Chaque femelle fécondée, à condition d’avoir échappé aux nombreux prédateurs qui tirent profit des rassemblements nuptiaux, peut être à l’origine d’une nouvelle société. Elle s’isole sous une pierre ou dans une petite cavité du sol et s’apprête à passer de longs mois dans des conditions précaires. Ses ailes tombent, souvent arrachées par elle-même ; les premiers œufs pondus, soigneusement léchés et protégés par la mère, donnent des larves qui se développent lentement — nous sommes en hiver —, et les premières ouvrières n’apparaissent qu’au printemps suivant. La reine survit en épuisant ses réserves et en digérant les muscles des ailes, devenus inutiles ; on l’a vu également consommer une partie de ses propres œufs ; c’est également avec ses œufs et ses jeunes larves écrasées qu’elle nourrit les plus âgées. Mais, dès leur éclosion, les nouvelles ouvrières aménagent le nid, surveillent le couvain, apportent la nourriture ; une nouvelle société viable est fondée, dans laquelle la femelle n’aura plus qu’à assurer la multiplication des individus. Il lui faudra au moins trois ans avant d’être le siège d’un nouvel essaimage.

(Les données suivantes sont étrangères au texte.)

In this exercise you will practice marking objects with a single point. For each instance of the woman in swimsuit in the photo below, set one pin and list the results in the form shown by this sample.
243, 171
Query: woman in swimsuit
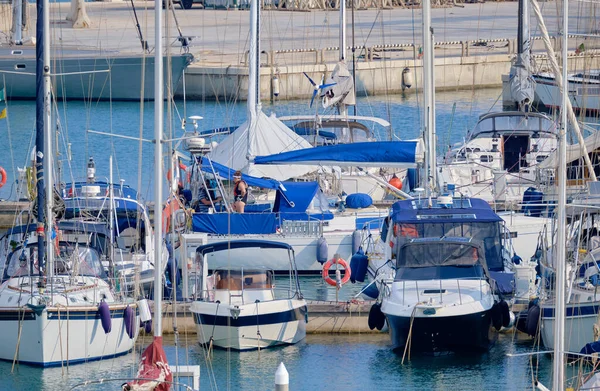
240, 192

Ainsi, dans la plupart des cas, c’est une femelle solitaire qui réalise la fondation indépendante d’une colonie. Cependant, on connaît quelques espèces où la femelle ne peut, seule, former une nouvelle société ; on parle alors de fondation dépendante. C’est le cas des Carebara d’Afrique, qui, pendant le vol nuptial, emmènent de minuscules ouvrières agrippées à leurs pattes et prêtes à jouer leur rôle dès la fécondation achevée. C’est celui, très curieux, des Fourmis parasites Anergates, chez lesquelles il n’existe pas d’ouvrières et où la femelle se fait adopter par une société de Tetramorium et remplace la reine, tuée par ses propres filles ! C’est encore celui, non moins étonnant, des Fourmis esclavagistes, comme Formica sanguinea, dont les jeunes reines capturent des cocons de Formica fusca et se font servir par les ouvrières qui en sortent.


Les nids des Fourmis

Dépourvus de la régularité géométrique qui frappe chez les nids des Abeilles et des Guêpes, les nids édifiés par les Fourmis sont habituellement constitués de cavités, ou chambres, disposées sans ordre apparent et reliées par d’innombrables galeries sinueuses. Souvent souterrains, et donc d’observation difficile, ils répondent à des déterminismes spécifiques et manifestent la souplesse d’adaptation de leurs constructeurs.